*Cllr Johnny Flynn. Photograph: Eamon Ward
Ennis town centre can be “re-energised” if “owners of vacant properties take responsibility,” an elected representative of Clare County Council has said.
Shops and commercial properties left vacant on a long-term basis “lead to dilapidation, dereliction and desertion of the buildings. Such abandoned buildings send a message of disregard for the wider community,” stated Cllr Johnny Flynn (FG). He sought the introduction of penalties to coincide with the Council’s scheme in the Budget to try generate activity from the buildings.
Progress has been made on some sites since a small derelict sites team took over the function last March, Director of Finance and Support Services, Noeleen Fitzgerald responded. Derelict sites “which can yield economic benefits, provide town housing such as living over the shop while improving the visual attractiveness of the town,” will remain a focus. Ownership, title and resources continue to be an issue, she admitted.
More than fifty percent of the commercial properties deemed vacant in the Council’s Budget for 2021 “are in areas where there is no significant commercial demand. Vacancy is not a choice by owners in these scenarios. Implementing a rates charge on some electoral area vacant properties where there is no commercial demand will not provide an income stream to this council,” Ms Fitzgerald revealed.

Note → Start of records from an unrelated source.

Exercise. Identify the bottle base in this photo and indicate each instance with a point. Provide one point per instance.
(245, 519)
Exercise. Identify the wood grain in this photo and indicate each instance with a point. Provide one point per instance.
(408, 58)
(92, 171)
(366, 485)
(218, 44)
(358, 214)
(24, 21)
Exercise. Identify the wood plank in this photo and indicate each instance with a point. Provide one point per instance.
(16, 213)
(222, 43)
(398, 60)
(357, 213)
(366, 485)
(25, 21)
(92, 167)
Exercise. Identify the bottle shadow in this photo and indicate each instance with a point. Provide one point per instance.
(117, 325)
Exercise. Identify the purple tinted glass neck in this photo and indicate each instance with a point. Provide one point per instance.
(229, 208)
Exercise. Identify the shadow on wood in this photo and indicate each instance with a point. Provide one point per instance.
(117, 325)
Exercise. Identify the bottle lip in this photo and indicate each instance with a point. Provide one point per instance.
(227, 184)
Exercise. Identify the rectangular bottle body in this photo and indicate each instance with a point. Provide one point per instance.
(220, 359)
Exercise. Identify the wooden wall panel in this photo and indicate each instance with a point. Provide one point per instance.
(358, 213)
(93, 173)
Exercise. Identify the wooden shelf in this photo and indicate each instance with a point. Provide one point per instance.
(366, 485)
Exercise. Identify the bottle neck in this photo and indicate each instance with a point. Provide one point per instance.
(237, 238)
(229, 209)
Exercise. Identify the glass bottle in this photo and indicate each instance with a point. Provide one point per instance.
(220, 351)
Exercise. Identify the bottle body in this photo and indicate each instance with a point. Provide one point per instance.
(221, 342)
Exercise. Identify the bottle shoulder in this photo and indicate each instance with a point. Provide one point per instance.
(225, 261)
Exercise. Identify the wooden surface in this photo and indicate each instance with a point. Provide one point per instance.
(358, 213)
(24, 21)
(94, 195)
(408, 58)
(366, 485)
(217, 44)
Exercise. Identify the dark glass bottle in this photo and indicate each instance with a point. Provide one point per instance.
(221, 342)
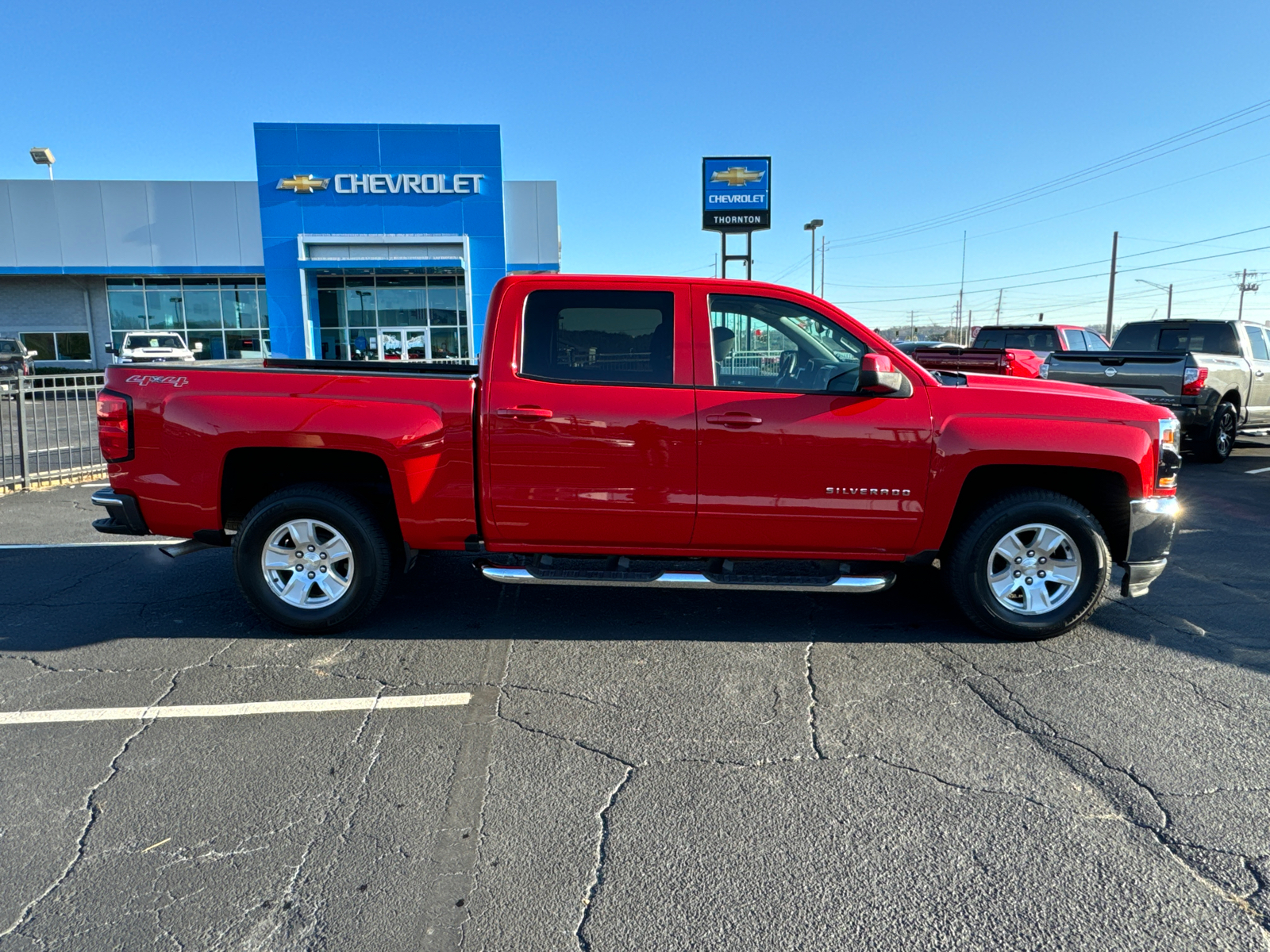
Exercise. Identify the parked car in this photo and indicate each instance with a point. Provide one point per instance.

Creation of a vibrant town centre is a fundamental aspect of the Ennis 2040 Spatial and Economic Strategy, senior executive officer Carmel Greene stated. To do this, it requires “spatial change, enhanced public realm and improved accessibility, to achieve real economic improvements and attract investment. Linked to this will be a re-invigoration of the town centre and an incentive for property owners in the town to meet the transformational challenge”.
Implementing a strategy can “re-energise the town centre particularly with a focus on owners of vacant properties to take responsibility,” Cllr Flynn said at the most recent sitting of the Ennis Municipal District. He noted the “significant incentives” in the Budget whereby owners are given three years to put their property back into use with a rates reduction offered. He continued, “We need to get the vacant properties occupied”.

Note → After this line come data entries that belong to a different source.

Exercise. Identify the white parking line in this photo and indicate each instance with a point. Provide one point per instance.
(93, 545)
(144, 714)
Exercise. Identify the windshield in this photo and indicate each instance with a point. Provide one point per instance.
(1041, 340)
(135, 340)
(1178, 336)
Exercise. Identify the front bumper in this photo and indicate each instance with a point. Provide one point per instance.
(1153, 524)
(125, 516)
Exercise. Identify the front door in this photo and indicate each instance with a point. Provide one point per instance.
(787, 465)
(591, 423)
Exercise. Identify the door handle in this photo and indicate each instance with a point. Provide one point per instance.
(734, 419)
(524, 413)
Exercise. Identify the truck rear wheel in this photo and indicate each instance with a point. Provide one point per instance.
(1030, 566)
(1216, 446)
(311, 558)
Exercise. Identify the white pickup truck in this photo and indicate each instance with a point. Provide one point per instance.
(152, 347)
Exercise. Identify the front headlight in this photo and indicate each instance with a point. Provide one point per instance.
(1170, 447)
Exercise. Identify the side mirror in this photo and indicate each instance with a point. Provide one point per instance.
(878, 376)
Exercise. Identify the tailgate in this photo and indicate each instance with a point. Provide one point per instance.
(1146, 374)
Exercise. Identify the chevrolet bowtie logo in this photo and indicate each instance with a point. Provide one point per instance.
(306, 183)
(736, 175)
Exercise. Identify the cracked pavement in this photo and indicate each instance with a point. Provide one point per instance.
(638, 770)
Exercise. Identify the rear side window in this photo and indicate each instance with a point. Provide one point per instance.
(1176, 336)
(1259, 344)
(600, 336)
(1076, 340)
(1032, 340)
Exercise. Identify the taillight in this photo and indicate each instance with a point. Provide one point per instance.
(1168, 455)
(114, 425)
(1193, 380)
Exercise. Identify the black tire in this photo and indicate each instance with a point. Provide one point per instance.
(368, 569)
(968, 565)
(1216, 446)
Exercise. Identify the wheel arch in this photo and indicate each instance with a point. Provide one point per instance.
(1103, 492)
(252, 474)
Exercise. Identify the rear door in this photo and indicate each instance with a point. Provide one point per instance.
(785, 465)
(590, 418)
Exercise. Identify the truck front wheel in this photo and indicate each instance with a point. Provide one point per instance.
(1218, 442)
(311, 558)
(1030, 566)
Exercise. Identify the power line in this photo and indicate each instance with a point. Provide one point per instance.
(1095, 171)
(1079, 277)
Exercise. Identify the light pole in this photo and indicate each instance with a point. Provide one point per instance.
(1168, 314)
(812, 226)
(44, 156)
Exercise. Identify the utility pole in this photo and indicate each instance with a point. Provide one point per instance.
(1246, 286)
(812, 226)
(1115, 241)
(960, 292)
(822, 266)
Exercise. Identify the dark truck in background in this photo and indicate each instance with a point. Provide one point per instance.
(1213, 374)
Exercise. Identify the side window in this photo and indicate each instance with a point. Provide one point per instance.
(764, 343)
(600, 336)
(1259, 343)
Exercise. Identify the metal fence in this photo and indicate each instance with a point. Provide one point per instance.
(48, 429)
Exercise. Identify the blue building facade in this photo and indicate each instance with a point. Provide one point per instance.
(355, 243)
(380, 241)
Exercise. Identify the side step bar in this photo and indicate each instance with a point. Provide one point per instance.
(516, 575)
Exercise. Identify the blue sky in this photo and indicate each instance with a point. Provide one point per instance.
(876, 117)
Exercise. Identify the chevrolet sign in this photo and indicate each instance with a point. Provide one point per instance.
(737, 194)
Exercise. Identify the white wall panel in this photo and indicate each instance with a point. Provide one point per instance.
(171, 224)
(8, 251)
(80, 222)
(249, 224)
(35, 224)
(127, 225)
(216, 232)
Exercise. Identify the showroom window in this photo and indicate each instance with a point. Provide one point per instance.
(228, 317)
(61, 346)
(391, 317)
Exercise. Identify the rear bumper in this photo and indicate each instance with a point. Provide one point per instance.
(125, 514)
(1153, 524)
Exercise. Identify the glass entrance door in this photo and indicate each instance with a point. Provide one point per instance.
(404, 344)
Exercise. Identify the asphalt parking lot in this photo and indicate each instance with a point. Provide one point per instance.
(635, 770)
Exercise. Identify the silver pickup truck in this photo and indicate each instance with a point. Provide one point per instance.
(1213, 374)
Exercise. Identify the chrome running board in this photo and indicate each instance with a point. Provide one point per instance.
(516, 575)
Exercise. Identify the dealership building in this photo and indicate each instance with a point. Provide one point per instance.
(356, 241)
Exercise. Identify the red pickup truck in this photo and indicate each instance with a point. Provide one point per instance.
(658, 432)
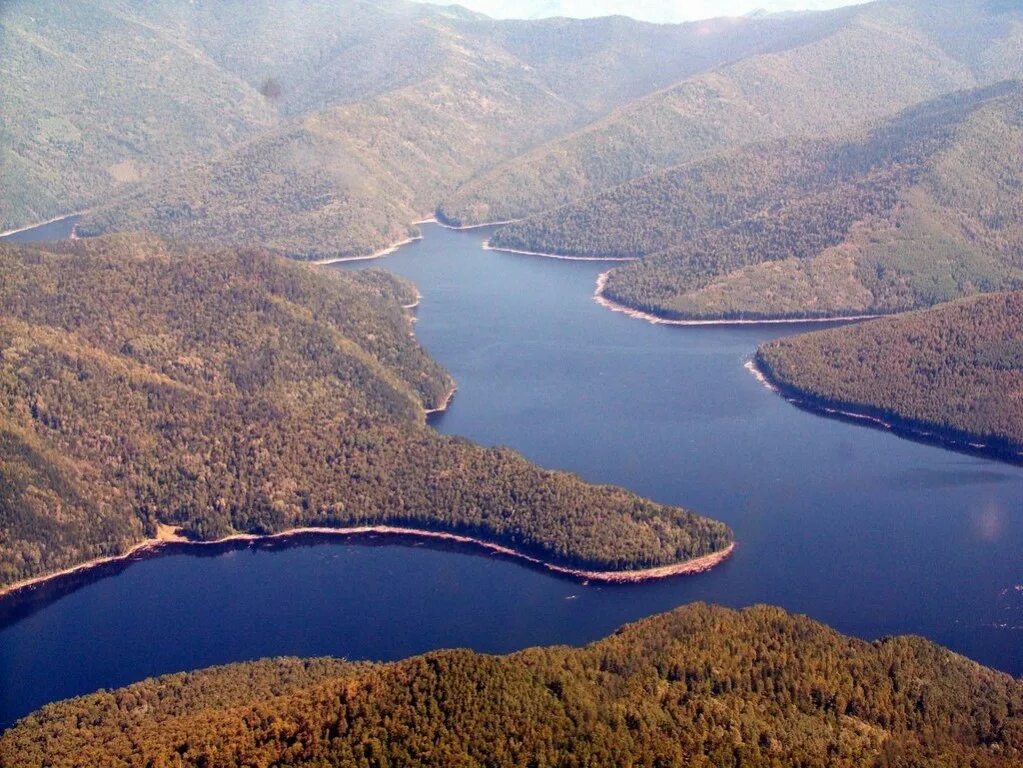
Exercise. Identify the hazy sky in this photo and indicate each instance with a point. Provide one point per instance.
(650, 10)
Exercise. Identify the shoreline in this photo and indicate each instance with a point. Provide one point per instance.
(154, 545)
(444, 403)
(375, 255)
(918, 432)
(38, 224)
(488, 246)
(601, 299)
(464, 227)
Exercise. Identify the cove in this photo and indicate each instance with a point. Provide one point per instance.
(870, 533)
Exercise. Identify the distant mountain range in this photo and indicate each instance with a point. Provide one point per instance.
(914, 211)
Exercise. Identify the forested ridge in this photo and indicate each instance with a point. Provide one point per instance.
(232, 391)
(864, 63)
(918, 210)
(318, 128)
(953, 372)
(700, 686)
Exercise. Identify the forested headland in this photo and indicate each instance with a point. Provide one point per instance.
(224, 391)
(698, 686)
(916, 211)
(952, 373)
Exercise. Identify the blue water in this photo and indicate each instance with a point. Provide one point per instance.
(862, 530)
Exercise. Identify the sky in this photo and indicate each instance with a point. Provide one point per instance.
(648, 10)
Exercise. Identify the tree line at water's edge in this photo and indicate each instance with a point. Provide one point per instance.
(918, 210)
(953, 371)
(144, 382)
(698, 686)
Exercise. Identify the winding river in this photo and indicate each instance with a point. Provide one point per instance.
(870, 533)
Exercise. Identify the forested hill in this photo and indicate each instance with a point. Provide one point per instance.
(952, 373)
(320, 128)
(143, 382)
(919, 210)
(883, 57)
(699, 686)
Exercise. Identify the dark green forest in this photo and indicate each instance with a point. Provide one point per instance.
(954, 370)
(699, 686)
(858, 64)
(220, 391)
(916, 211)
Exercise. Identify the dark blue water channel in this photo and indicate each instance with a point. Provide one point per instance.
(868, 532)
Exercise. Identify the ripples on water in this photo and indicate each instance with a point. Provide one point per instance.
(870, 533)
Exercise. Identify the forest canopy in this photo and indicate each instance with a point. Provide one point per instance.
(954, 371)
(918, 210)
(223, 391)
(699, 686)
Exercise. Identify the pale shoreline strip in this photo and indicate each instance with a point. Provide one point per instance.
(601, 299)
(908, 430)
(763, 378)
(444, 403)
(463, 227)
(375, 255)
(42, 223)
(561, 257)
(151, 546)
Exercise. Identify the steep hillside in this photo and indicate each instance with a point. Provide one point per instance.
(919, 210)
(350, 179)
(881, 58)
(95, 97)
(143, 382)
(700, 686)
(951, 373)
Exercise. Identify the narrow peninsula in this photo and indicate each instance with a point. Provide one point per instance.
(951, 374)
(224, 392)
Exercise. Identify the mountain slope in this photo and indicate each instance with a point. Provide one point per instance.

Owners have been handed real incentives, Cllr Pat Daly (FF) believed. He calculated that up to 40 properties on the main street of Ennis are “closed and derelict” which prompted him to exclaim, “it is not good enough”. Daly claimed, “There are people just keeping their properties empty because they can afford to do it. They should be liable for rates if they don’t take up the incentive”.
Innovation has been applied by the Council of Executive in trying to tackle the issue, Cllr Clare Colleran Molloy (FF) believed. “We have to try to address these high vacancy rates,” she felt and referred to the frequency to which the matter has been brought before meetings.

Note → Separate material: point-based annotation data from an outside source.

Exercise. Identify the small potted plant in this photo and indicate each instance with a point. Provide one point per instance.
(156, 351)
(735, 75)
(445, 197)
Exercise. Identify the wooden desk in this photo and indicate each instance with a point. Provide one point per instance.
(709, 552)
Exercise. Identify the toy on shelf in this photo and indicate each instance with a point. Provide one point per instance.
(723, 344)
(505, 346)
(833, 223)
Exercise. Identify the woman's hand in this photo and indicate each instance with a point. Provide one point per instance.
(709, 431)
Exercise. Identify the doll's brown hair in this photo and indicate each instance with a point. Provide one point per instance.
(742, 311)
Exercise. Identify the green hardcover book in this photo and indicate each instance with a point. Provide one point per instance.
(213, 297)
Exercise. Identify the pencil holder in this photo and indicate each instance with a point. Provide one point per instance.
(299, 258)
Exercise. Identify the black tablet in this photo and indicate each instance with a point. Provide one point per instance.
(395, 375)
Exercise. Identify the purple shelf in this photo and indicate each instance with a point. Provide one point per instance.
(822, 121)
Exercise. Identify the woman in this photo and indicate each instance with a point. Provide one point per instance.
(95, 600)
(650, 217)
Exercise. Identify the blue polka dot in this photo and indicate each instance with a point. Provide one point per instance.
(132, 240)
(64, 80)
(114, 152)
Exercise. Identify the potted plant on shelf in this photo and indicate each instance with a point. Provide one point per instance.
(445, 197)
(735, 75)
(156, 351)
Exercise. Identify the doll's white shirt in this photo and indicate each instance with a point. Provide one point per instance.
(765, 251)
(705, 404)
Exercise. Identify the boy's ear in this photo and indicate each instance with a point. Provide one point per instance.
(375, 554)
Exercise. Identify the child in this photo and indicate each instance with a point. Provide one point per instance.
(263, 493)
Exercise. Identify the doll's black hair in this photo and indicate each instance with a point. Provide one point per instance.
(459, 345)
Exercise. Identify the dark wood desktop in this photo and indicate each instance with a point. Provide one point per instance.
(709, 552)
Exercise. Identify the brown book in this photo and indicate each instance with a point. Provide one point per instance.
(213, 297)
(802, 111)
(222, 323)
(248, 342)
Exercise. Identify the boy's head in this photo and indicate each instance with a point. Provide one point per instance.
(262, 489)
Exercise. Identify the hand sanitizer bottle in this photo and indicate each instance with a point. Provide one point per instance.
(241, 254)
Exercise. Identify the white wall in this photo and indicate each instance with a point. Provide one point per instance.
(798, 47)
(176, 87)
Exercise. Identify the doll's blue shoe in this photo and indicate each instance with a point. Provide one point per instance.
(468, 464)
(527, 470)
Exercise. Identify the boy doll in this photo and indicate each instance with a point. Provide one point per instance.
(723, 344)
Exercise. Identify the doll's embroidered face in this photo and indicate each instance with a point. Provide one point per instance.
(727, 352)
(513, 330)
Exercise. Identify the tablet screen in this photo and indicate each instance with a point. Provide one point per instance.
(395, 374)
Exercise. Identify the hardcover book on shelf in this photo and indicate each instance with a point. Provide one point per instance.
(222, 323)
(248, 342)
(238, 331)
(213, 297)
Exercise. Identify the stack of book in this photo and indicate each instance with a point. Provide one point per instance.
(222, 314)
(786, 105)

“I grew up at a time when there was a lot of people living in Ennis with people living in flats above the shops and it felt very safe. It is so important that the town feels safe and there is ownership of the town,” Cllr Mary Howard (FG) recalled. She suggested a workshop be held with owners to inform them that they don’t have to use their buildings for commercial purposes. “We don’t know what the damage will be of businesses having had to close for so long,” she said.